Since its inception, various models of Linear Logic have been defined in categories of vector spaces (more generally modules) and linear functions. These models provide semantics of quite expressive higher-order functional programming languages, where the denotation of a program is given by a matrix.

A natural question then arises -- What is the computational meaning of the scalars appearing in such matrices?, Can we recover from them some operational behavior that is hidden in the standard (domain based) semantics?

Danos & Ehrhard give a first positive answer in the specific case of probabilistic coherence spaces. We address the question in a more general setting, providing a general construction of adequate models parametrized by a continuous semiring of scalars. We show how specific instances of such a semiring allow to compare programs not only with respect to "what they can do", but also in "how many steps" or "with what resources" or in "how many ways" (for non-determistic calculi) or "with what probability" (for probabilistic calculi).

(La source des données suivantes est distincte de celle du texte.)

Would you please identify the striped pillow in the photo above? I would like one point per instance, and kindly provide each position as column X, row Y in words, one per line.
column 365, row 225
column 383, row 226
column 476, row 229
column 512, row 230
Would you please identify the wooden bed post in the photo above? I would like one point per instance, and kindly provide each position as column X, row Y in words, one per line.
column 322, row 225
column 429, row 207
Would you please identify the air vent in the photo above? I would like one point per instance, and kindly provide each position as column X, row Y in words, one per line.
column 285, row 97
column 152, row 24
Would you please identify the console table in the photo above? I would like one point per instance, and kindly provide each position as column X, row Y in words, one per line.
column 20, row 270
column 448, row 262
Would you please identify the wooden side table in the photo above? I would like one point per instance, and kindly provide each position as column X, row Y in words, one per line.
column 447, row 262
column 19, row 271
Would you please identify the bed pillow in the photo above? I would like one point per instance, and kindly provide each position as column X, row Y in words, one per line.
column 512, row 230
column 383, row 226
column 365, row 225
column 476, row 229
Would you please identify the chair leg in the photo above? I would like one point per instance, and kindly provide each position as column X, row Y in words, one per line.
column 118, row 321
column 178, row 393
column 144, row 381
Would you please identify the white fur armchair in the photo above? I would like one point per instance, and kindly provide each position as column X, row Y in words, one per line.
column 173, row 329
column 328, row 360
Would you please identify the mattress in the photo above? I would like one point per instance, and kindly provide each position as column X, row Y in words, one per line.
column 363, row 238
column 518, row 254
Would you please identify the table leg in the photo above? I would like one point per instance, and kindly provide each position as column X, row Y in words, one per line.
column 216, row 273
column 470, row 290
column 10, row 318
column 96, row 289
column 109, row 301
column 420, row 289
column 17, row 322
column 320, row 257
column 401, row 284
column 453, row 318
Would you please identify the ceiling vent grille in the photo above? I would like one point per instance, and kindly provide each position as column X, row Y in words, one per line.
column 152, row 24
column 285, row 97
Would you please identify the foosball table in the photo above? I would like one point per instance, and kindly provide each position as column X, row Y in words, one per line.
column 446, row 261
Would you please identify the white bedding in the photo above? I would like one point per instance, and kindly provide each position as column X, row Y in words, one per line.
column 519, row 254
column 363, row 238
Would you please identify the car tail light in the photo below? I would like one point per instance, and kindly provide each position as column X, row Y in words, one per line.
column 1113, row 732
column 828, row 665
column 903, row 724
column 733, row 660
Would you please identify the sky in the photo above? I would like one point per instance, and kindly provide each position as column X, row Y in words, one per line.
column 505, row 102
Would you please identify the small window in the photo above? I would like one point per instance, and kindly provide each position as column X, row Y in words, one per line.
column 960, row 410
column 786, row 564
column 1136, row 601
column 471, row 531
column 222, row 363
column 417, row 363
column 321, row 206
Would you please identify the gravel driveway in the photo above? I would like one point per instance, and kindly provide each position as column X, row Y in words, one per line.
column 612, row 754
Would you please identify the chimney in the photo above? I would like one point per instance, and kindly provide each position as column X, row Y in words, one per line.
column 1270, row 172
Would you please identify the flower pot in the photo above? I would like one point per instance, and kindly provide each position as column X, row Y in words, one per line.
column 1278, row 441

(This is a joint work with Jim Laird (Bath), Giulio Manzonetto (Paris 13) and Guy McCusker (Bath))

14:00 – 15:00
Alastair F. Donaldson (Imperial College, London)

I will describe GPUVerify, a collaboration between Imperial College London and Microsoft Research Redmond on the design and implementation of a technique and tool for analysing concurrent software written to run on graphics processing units (GPUs). GPUVerify checks the kernel functions that execute across cores of a GPU architecture and attempts to detect, or verify absence of, two kinds of defects: data races and barrier divergence. To scale to large numbers of threads, GPUVerify exploits the relatively simple nature of the GPU programming model in a way that allows verification of massively parallel kernels to be reduced to a sequential program verification task. In this talk I will describe the defects that GPUVerify checks for, present some details of the verification technique, and discuss open problems in this area.

This is joint work with:

  • Adam Betts, Nathan Chong, Peter Collingbourne*, Jeroen Ketema, Paul Thomson (Imperial)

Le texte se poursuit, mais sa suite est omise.